De leur côté, des généraux zimbabwéens et des barons du régime ont monté la société Osleg (Operation Sovereign Legitimacy) pour acheter et exploiter le diamant au Kasaï, en joint-venture avec Comiex, une société contrôlée par la famille Kabila. Ne disposant ni de capital ni d’expérience, ils ont fait appel à la société anglo-omanienne Oryx (reprise depuis par les Sud-Africains de Petra Diamonds). Oryx Zimcon a obtenu une concession de vingt-cinq ans sur Senga, le plus gros gisement diamantifère de la Miba.

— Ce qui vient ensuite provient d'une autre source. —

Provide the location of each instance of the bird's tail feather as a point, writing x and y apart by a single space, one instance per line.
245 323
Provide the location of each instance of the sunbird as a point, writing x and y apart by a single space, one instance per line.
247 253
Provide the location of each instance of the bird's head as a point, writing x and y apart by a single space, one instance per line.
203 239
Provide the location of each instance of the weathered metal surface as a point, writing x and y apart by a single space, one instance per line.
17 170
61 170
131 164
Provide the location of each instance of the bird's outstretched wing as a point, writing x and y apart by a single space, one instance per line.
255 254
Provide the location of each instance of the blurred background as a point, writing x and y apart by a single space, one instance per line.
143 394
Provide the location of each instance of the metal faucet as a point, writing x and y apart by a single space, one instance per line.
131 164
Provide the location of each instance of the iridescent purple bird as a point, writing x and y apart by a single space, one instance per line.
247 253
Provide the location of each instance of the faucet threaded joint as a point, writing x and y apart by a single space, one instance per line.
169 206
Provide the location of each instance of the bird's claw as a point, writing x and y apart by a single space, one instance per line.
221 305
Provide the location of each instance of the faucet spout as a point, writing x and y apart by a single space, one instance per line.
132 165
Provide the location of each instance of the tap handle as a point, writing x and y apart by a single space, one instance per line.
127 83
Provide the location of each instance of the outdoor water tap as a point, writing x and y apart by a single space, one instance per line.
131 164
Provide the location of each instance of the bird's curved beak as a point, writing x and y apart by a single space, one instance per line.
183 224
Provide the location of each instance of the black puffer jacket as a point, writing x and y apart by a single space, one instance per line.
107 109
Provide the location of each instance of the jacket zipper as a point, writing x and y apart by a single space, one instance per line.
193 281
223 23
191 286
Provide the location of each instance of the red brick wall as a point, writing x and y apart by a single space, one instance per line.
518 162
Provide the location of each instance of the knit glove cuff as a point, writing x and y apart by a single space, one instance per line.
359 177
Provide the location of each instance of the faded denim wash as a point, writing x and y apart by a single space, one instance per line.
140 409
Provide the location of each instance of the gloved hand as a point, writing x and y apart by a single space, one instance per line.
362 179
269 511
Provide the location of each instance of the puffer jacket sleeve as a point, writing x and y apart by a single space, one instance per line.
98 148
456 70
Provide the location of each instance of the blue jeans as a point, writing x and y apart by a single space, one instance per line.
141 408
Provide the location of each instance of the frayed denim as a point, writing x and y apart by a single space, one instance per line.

Les Zimbabwéens ont également remporté la plus grosse part du gâteau, avec le projet d’exploitation de la forêt congolaise : selon l’ONG Global Witness, 33 millions d’hectares, soit 15 % du territoire congolais, auraient été accordés à la Socebo, une filiale d’Osleg. Un chiffre à peine croyable que conteste la Socebo, qui parle de 1,1 million d’hectares. Manquant de fonds propres, la société recherche des investisseurs extérieurs. Mais des soldats zimbabwéens sont déjà à pied d’oeuvre dans les forêts du Katanga. « Quand ces joint-ventures dans les mines et le bois deviendront profitables, lit-on dans le rapport de l’ONU, il sera tentant « pour le Zimbabwe » de garder une présence militaire importante en RDC. »

V.H.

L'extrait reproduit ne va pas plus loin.